We were finishing breakfast on the second morning after my visit to
the Derricks. I had related my adventures to the staff of the farm on
my return, laying stress on the merits of our neighbours and their
interest in our doings, and the Hired Retainer had been sent off next
morning with a note from Mrs. Ukridge inviting them to look over the
farm and stay to dinner.

"Edwin?" said Ukridge. "Oh, beast of a cat."

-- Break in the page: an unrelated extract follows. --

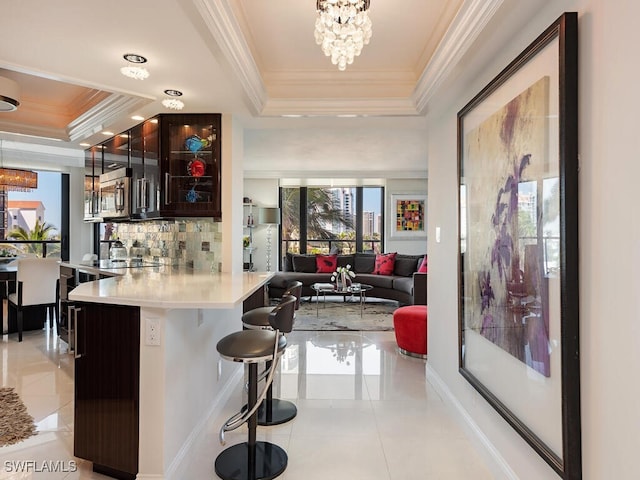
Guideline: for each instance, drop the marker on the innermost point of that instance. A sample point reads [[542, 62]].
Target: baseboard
[[214, 411], [496, 462]]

"Oh, Stanley!" said Mrs. Ukridge plaintively. "He's not. He's such a
dear, Mr. Garnet. A beautiful, pure-bred Persian. He has taken
prizes."

"He's always taking something. That's why he didn't come down with
us."

"A great, horrid, /beast/ of a dog bit him, Mr. Garnet. And poor
Edwin had to go to a cats' hospital."

"And I hope," said Ukridge, "the experience will do him good. Sneaked
a dog's dinner, Garnet, under his very nose, if you please. Naturally
the dog lodged a protest."

"I'm so afraid that he will be frightened of Bob. He will be very
timid, and Bob's so boisterous. Isn't he, Mr. Garnet?"


"That's all right," said Ukridge. "Bob won't hurt him, unless he tries
to steal his dinner. In that case we will have Edwin made into a rug."

"Stanley doesn't like Edwin," said Mrs. Ukridge, sadly.

Edwin arrived early in the afternoon, and was shut into the kitchen.
He struck me as a handsome cat, but nervous.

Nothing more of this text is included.